Uma análise detalhada dos locais mais atingidos por doença de Hodgkin em 719 doentes realizada por Maunch et al mostrou que:
- 59% dos doentes estudados se apresentou com linfadenopatias mediastínicas
- 58% com linfadenopatias do lado esquerdo do pescoço
- 55% com linfadenopatias do lado direito do pescoço
- 14% com linfadenopatias axilares esquerdas
- 13% axilares direitas
- 12% hilo esquerdo
- 11% hilo direito
- 5% cervicais superiores
- 3% infraclaviculares
- 2% epitrocleares
- 1% cardíacas
No pescoço as cadeias ganglionares mais frequentemente atingidas são as supraclaviculares mas pode também ocorrer doença a nível cervical profundo, lateral e posterior. As localizações submaxilar, occipital e preauricular são menos frequentes.
As linfadenopatias axilares são mais frequentemente do ápex da axila, palpando-se melhor com o doente sentado e com o membro superior relaxado junto ao tronco.

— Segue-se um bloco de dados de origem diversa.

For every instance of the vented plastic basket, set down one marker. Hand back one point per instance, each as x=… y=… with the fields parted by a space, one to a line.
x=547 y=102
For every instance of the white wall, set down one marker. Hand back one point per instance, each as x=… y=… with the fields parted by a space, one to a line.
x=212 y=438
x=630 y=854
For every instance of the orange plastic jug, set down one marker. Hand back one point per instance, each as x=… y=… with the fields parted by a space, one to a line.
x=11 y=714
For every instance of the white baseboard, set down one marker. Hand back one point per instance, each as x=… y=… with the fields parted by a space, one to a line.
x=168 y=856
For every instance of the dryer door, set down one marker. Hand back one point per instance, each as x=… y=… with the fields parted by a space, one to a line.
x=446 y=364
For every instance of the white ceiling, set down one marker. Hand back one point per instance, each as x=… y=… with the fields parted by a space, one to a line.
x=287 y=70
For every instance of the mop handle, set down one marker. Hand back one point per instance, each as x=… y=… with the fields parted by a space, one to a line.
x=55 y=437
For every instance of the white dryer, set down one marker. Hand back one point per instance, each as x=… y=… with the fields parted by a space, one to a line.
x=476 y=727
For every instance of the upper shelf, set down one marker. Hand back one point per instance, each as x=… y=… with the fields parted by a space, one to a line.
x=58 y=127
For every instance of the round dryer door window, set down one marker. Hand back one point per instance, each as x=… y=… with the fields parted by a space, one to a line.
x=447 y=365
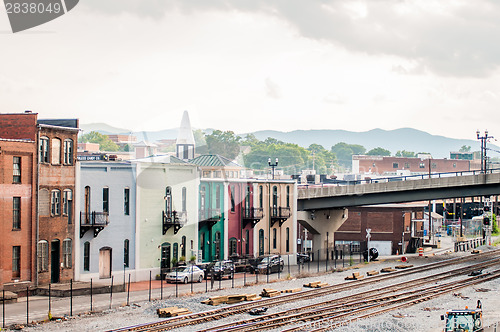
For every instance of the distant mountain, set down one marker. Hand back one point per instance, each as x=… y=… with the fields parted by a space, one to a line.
x=393 y=140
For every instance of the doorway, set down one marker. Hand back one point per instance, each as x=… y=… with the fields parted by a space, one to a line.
x=54 y=261
x=105 y=263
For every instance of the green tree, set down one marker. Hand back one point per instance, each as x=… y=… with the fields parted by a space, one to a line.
x=405 y=154
x=344 y=152
x=224 y=143
x=379 y=152
x=105 y=143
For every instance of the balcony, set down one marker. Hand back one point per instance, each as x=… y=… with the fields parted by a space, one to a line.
x=173 y=219
x=252 y=215
x=93 y=220
x=280 y=214
x=209 y=216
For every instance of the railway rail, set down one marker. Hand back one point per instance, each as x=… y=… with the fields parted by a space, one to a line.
x=487 y=259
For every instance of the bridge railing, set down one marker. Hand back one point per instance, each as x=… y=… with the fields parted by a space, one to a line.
x=410 y=177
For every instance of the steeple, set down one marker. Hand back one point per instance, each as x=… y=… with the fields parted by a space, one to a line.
x=185 y=139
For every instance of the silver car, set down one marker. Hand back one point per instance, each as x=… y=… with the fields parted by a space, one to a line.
x=185 y=274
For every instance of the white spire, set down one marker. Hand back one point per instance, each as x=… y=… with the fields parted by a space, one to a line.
x=185 y=135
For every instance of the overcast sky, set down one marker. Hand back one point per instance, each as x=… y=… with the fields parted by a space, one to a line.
x=247 y=65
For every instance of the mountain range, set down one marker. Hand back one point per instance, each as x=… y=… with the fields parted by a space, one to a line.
x=408 y=139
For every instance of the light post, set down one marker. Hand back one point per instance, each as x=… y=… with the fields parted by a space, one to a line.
x=272 y=165
x=483 y=139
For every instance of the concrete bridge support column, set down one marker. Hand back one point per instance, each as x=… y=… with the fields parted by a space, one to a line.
x=322 y=224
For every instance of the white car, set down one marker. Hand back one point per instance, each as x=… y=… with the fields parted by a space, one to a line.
x=185 y=274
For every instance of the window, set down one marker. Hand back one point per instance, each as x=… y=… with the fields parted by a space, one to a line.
x=68 y=152
x=217 y=197
x=233 y=246
x=287 y=239
x=43 y=256
x=261 y=197
x=86 y=256
x=55 y=203
x=126 y=248
x=247 y=241
x=16 y=170
x=105 y=199
x=176 y=251
x=231 y=193
x=274 y=238
x=183 y=246
x=184 y=199
x=67 y=254
x=44 y=149
x=56 y=151
x=287 y=196
x=16 y=213
x=168 y=202
x=202 y=198
x=68 y=204
x=16 y=261
x=126 y=201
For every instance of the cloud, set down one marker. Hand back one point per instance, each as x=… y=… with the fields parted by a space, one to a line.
x=449 y=38
x=272 y=89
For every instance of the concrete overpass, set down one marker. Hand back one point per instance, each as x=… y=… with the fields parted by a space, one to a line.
x=407 y=189
x=322 y=209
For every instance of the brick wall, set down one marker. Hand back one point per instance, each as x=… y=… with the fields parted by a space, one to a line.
x=18 y=126
x=26 y=190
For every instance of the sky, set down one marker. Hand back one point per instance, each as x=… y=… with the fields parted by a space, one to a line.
x=248 y=65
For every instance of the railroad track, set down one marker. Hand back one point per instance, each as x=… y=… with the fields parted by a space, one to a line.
x=201 y=317
x=367 y=300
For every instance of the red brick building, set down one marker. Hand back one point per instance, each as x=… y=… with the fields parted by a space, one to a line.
x=17 y=213
x=385 y=165
x=53 y=172
x=388 y=223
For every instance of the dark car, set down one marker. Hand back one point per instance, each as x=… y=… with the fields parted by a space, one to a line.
x=270 y=264
x=220 y=269
x=303 y=258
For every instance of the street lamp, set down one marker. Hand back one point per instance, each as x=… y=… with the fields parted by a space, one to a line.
x=273 y=166
x=483 y=139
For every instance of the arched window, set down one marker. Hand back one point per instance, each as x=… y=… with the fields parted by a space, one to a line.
x=67 y=253
x=43 y=256
x=126 y=247
x=68 y=152
x=56 y=151
x=86 y=256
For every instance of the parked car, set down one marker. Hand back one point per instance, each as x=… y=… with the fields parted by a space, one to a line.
x=185 y=274
x=303 y=258
x=223 y=268
x=270 y=264
x=219 y=269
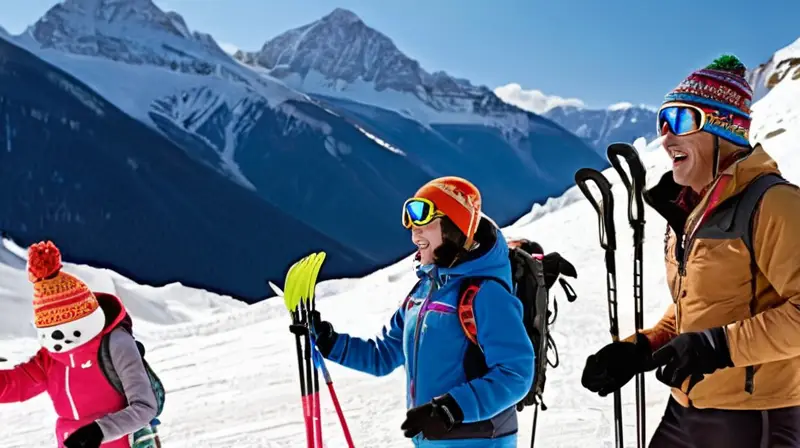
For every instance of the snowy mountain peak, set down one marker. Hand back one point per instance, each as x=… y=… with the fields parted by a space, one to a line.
x=341 y=56
x=130 y=31
x=342 y=16
x=82 y=26
x=339 y=46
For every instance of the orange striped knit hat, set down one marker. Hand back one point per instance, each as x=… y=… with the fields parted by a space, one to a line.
x=457 y=198
x=58 y=297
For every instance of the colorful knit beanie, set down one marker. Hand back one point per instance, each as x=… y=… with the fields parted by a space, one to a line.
x=724 y=94
x=457 y=198
x=58 y=297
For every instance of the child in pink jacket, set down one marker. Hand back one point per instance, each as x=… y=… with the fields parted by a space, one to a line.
x=71 y=321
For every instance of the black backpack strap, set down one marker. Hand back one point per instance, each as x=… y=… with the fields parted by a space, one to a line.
x=107 y=365
x=744 y=224
x=747 y=205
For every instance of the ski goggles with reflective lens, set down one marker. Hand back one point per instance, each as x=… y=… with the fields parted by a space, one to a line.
x=419 y=212
x=681 y=118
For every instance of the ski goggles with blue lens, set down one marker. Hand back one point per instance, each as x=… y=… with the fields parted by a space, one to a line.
x=419 y=212
x=681 y=118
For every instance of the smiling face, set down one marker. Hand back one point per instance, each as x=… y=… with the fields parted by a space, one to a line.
x=692 y=158
x=427 y=238
x=69 y=336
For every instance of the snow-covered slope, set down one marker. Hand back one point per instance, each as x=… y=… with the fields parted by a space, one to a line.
x=621 y=122
x=784 y=63
x=232 y=382
x=258 y=134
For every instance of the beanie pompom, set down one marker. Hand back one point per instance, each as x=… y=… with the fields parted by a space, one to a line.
x=44 y=260
x=728 y=63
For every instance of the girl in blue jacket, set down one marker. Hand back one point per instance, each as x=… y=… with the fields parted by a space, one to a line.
x=458 y=394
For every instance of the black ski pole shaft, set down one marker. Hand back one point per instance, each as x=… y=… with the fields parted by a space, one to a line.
x=635 y=185
x=308 y=366
x=297 y=329
x=608 y=241
x=317 y=411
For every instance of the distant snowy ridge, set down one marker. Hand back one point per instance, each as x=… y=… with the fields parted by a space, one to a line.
x=622 y=121
x=148 y=63
x=535 y=101
x=151 y=307
x=340 y=56
x=784 y=63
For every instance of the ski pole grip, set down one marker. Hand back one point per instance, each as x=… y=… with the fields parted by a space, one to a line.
x=635 y=183
x=604 y=208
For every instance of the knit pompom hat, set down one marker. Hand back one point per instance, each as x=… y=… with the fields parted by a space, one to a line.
x=58 y=297
x=722 y=91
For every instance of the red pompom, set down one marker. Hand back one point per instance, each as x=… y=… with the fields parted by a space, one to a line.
x=44 y=260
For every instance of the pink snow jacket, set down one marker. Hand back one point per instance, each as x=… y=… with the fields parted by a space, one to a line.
x=78 y=388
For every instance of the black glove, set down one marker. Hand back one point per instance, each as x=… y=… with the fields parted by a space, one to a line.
x=615 y=364
x=434 y=419
x=692 y=354
x=324 y=334
x=89 y=436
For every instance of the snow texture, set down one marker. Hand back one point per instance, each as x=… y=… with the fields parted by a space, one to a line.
x=230 y=369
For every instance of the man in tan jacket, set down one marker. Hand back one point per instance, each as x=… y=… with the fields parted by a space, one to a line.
x=729 y=344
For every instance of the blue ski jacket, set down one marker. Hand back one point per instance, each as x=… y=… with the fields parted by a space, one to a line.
x=426 y=337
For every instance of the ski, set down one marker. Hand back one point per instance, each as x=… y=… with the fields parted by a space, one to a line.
x=635 y=185
x=607 y=234
x=291 y=300
x=299 y=299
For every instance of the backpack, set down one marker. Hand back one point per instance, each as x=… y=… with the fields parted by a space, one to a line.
x=533 y=274
x=146 y=437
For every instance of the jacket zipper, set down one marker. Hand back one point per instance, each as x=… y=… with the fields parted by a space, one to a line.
x=69 y=391
x=418 y=326
x=686 y=243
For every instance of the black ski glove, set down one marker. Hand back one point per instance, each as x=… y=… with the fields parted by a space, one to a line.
x=434 y=419
x=324 y=334
x=692 y=354
x=89 y=436
x=615 y=364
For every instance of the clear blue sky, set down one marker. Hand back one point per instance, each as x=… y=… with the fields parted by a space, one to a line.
x=601 y=52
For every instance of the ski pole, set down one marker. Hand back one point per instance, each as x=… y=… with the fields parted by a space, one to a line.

O baço está envolvido em cerca de 27% dos doentes e gânglios abdominais altos e baixos surgem em 14% e 11%, respectivamente. Existe uma grande associação entre atingimento esplénico e ganglionar abdominal. Apenas 5% dos doentes com atingimento de gânglios abdominais não tem baço envolvido. Pelo contrário, 61% dos doentes com baço envolvido têm doença em cadeias ganglionares abdominais.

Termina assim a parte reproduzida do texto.